Without cash flow, no business will survive. It is often considered the lifeblood and if you run low or completely out of workable cash, it can cause serious problems. It can make it almost impossible to purchase inventory, pay the utilities, cover your lease, and even pay employees.

Unfortunately, not enough business owners are intimately familiar with their cash flow or even understand all the various components it entails.

Let’s talk about cash flow metrics.

Your cash flow is basically defined as your current assets minus your current liabilities. What are current assets? They are defined as the money you have on hand, in the bank, current Accounts Receivable, inventory, the building itself (if you happen to own it outright) and other equipment you use every day for operations.
Now, liabilities are Accounts Payable and other long-term liabilities you have on hand.

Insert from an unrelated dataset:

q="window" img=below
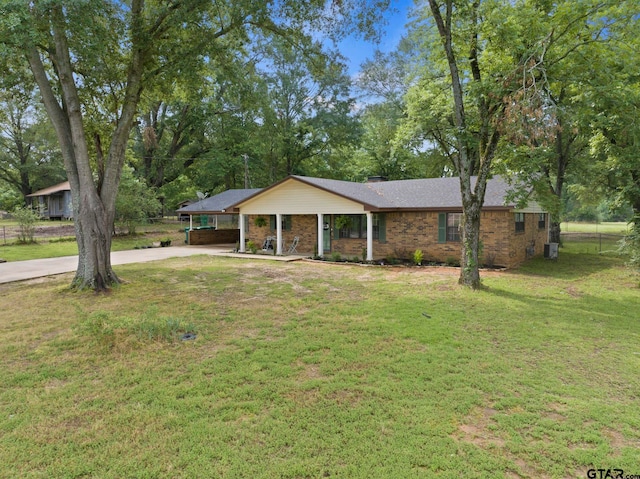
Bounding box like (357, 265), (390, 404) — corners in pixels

This could include various business debts, including a direct business loan or line of credit.
When you divide your current assets by your current liabilities, you will be left with a ratio of assets to liabilities. This is your cash flow metric.

What should be the goal?

A healthy business should aim for at least twice as many assets as they have in liabilities. In other words, this would be a 2:1 ratio.

What about for small, relatively new businesses?

Most small, new businesses struggle to even come close to a 2:1 ratio. That’s because their liabilities often outpace assets and Accounts Receivable, at least in the beginning. However, by keeping a closer tab on these cash flow metrics, it can help a business owner or manager notice trends, whether their ratio is going up or down, or when they begin operating below 1:1 limits.

If a business is operating below 1:1, then they are operating at a loss.

Now, how can you address a cash flow problem?

The first thing to do is understand exactly where all of your expenses are. You need to be clear on where your money is spent.

Second, take a look at how other businesses are spending, especially within your industry. You may discover there are certain expenses you thought were necessary that other competitors are simply not focused on.

Third, become a micromanager, of your spending that is. The strongest and most successful leaders understand micromanaging is a poor idea, but when it comes to your spending when you want to increase cash flow, micromanaging is crucial.

The more you understand about cash flow, the more effective you can be at helping your business not just survive, but thrive.